Dideoxynucleotide

Remming van een nucleofiele aanval door de afwezigheid van de 3′-OH Groep

De Sanger Methode wordt gebruikt om een doelsegment van DNA te amplificeren, zodat de DNA-sequentie nauwkeurig kan worden bepaald. De incorporatie van ddNTPs in de reactiekleppen wordt eenvoudigweg gebruikt om de synthese van een groeiende DNA-streng te beëindigen, wat resulteert in gedeeltelijk gerepliceerde DNA-fragmenten. Dit komt doordat DNA-polymerase de 3′ OH groep van de groeiende keten en de 5′ fosfaatgroep van het inkomende dNTP nodig heeft om een fosfodiesterbinding tot stand te brengen. Soms zal het DNA-polymerase een ddNTP opnemen en zal de afwezigheid van de 3′ OH-groep de condensatiereactie tussen het 5′ fosfaat (na de splitsing van pyrofosfaat) van het inkomende nucleotide en de 3′ hydroxylgroep van het vorige nucleotide op de groeiende streng onderbreken. Deze condensatiereactie zou normaliter plaatsvinden bij de opname van een niet-gemodificeerd dNTP door DNA-polymerase. In de eenvoudigste bewoordingen leidt de nucleofiele aanval van de 3′ OH groep tot de toevoeging van een nucleotide aan een groeiende keten. De afwezigheid van de 3′-hydroxylgroep verhindert deze nucleofiele aanval, waardoor de DNA-polymerase niet langer in staat is zijn functie uit te oefenen.

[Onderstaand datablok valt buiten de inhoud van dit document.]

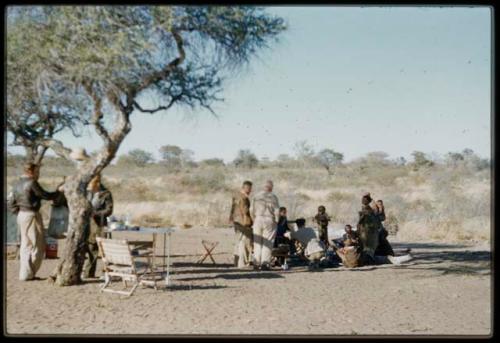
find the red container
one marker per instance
(50, 247)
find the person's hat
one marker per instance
(78, 154)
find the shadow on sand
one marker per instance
(235, 276)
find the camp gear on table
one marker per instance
(50, 246)
(209, 247)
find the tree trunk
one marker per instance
(69, 269)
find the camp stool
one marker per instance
(209, 247)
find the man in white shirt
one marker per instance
(265, 211)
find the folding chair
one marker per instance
(209, 247)
(119, 262)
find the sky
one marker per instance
(353, 79)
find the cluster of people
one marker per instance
(261, 228)
(262, 232)
(25, 201)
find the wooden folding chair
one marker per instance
(120, 262)
(209, 247)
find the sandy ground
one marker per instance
(445, 290)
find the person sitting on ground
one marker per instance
(384, 248)
(349, 234)
(322, 219)
(368, 229)
(314, 249)
(281, 240)
(282, 227)
(352, 254)
(25, 201)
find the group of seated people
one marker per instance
(366, 245)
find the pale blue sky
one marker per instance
(348, 78)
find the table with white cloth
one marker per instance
(166, 232)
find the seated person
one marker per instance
(281, 240)
(282, 228)
(349, 234)
(322, 219)
(314, 249)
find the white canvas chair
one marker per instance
(119, 262)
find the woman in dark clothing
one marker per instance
(384, 248)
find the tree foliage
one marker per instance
(329, 159)
(97, 64)
(246, 159)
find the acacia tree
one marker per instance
(116, 57)
(137, 157)
(32, 114)
(245, 159)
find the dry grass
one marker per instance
(439, 203)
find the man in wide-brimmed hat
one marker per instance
(102, 207)
(79, 155)
(265, 211)
(25, 201)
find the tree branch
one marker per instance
(57, 146)
(163, 74)
(159, 108)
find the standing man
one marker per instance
(25, 201)
(368, 229)
(384, 248)
(322, 218)
(102, 207)
(265, 211)
(242, 221)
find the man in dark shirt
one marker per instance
(384, 248)
(25, 201)
(102, 207)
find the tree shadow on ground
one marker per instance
(248, 275)
(426, 245)
(202, 265)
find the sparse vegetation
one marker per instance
(437, 201)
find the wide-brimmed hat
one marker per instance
(367, 195)
(78, 154)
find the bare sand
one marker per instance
(445, 290)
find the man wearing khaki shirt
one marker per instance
(240, 218)
(265, 211)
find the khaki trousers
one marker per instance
(264, 232)
(92, 250)
(32, 250)
(243, 245)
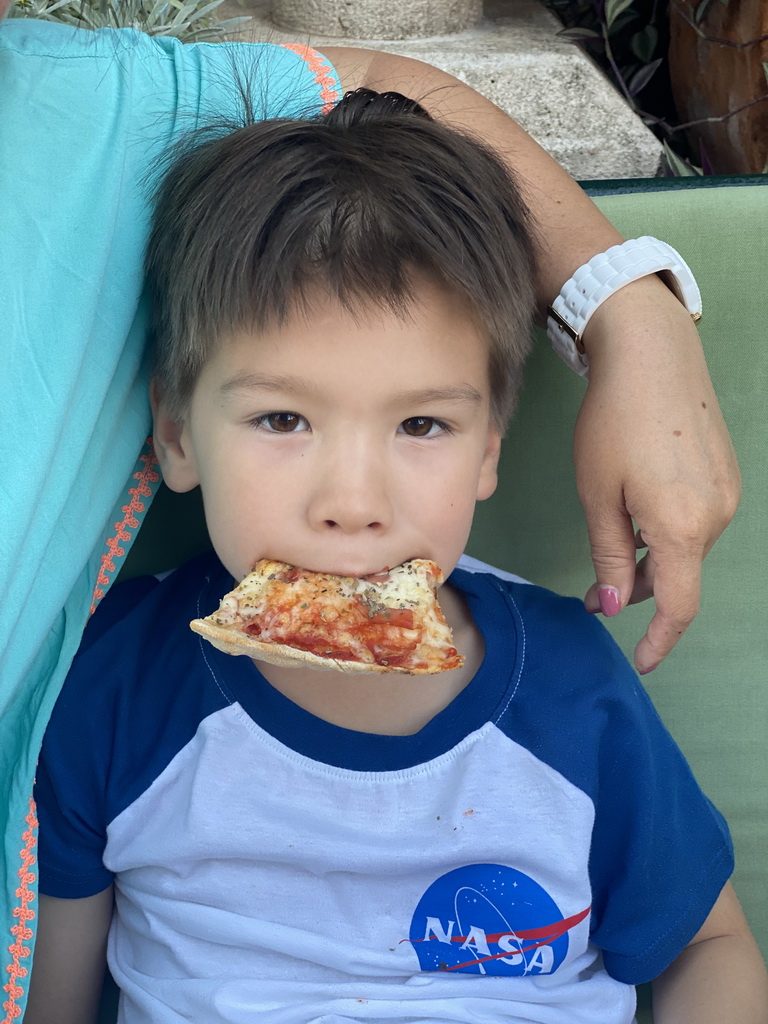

Deze ontdekking leidde tot de toepasselijke naam “Chain-terminating nucleotides”. De dideoxyribonucleotiden hebben geen 3′ hydroxylgroep, zodat geen verdere ketenverlenging kan plaatsvinden zodra dit dideoxynucleotide zich op de keten bevindt. Dit kan leiden tot de beëindiging van de DNA-sequentie. Deze moleculen vormen dus de basis van de dideoxy-ketenbeëindigingsmethode voor DNA-sequencing, die in 1977 door Frederick Sanger en zijn team werd gerapporteerd als een uitbreiding van eerder werk. De aanpak van Sanger werd in 2001 beschreven als een van de twee fundamentele methodes om DNA-fragmenten te sequeneren (de andere is de Maxam-Gilbert methode), maar de Sanger methode is zowel de “meest gebruikte als de methode die door de meeste geautomatiseerde DNA-sequencers wordt gebruikt”. Sanger won zijn tweede Nobelprijs voor Scheikunde in 1980 en deelde deze met Walter Gilbert (“voor hun bijdragen aan de bepaling van basenvolgorden in nucleïnezuren”) en met Paul Berg (“voor zijn fundamentele studies van de biochemie van nucleïnezuren, met name met betrekking tot recombinant-DNA”), en besprak het gebruik van dideoxynucleotiden in zijn Nobellezing.

DNA-sequencingEdit

Dideoxynucleotiden zijn nuttig bij de sequencing van DNA in combinatie met elektroforese. Een DNA-monster dat een PCR (polymerasekettingreactie) ondergaat in een mengsel dat alle vier de deoxynucleotiden en één dideoxynucleotide bevat, zal strengen produceren met een lengte die gelijk is aan de positie van elke base van het type dat een aanvulling vormt op het type waarin een dideoxynucleotide aanwezig is. Het taq-polymerase dat in PCR wordt gebruikt, heeft een voorkeur voor het ddGNTP, een patroon dat in diverse onderzoeken is waargenomen. Dat wil zeggen dat elke nucleotide base van dat type een kans heeft om te worden gebonden aan niet een deoxynucleotide maar eerder een dideoxynucleotide, waardoor ketenverlenging wordt beëindigd. Als het monster dan elektroforese ondergaat, zal er een band aanwezig zijn voor elke lengte waarop het complement van het dideoxynucleotide aanwezig is. Het is nu gebruikelijk fluorescerende dideoxynucleotiden te gebruiken, zodat elk van de vier een verschillende fluorescentie heeft die door een sequencer kan worden gedetecteerd; er is dus maar één reactie nodig.